Gemeinsames Standesamt für Bexbach, Homburg und Kirkel

Gemeinsames Standesamt für Bexbach, Homburg und Kirkel

Im Zuge einer verstärkten Kooperation zwischen den Kommunen planen die Städte Homburg und Bexbach sowie die Gemeinde Kirkel ein gemeinsames Standesamt. Die Zusammenlegung soll die angespannten Haushalte entlasten.

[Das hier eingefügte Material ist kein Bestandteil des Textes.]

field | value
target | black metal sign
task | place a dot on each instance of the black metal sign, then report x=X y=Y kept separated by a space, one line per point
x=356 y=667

Die CDU-Fraktion im Stadtrat Bexbach begrüßt die aktuellen Gespräche zwischen den Städten Bexbach und Homburg sowie der Gemeinde Kirkel zur Bildung eines gemeinsamen Standesamtes. Spätestens zum 1. Januar 2017 soll es in den drei Kommunen unter der Federführung Homburgs nur noch eine Anlaufstelle geben (wir berichteten). CDU-Fraktionssprecher Karl-Heinz Klein in einer Stellungnahme: "Die Christdemokraten hatten bereits im vergangenen Jahr bei den Haushaltsberatungen die Prüfung einer verstärkten Zusammenarbeit mit umliegenden Kommunen angeregt." Nach wie vor gehe es vor allem darum, Kompetenzen und Einsparungen in den kommunalen Haushalten zu erzielen, indem vor allem in Bereichen kooperiert werde, in denen die Bürger der Kommunen nicht negativ durch einen Wegfall von Serviceleistungen betroffen seien.

"Die Standesämter verrichten in erster Linie Hintergrundarbeiten. Einen direkten Kontakt der Bürger zu den Standesbeamten gibt es nur selten", so Klein weiter. Es sei daher richtig, gerade in diesem Bereich Kooperationen zu suchen. Bereits im vergangenen Jahr hätten die Stadt Blieskastel, die Gemeinden Gersheim und Mandelbachtal einen gemeinsamen Standesamtsbezirk gebildet. Von den Erfahrungen dieser Kommunen könne profitiert werden. Nun gehe es für Bexbach darum, im Dialog mit den Räten der Kommunen auszuloten, wie eine Kooperation praktisch aussehen könne. Klein: "Wir sollten alle Möglichkeiten nutzen, den Haushalt der Stadt Bexbach ohne direkte Belastung der Bürger weiter zu entlasten. Für jeden Schritt in diese Richtung sehen wir auch im Rat einen breiten Rückhalt."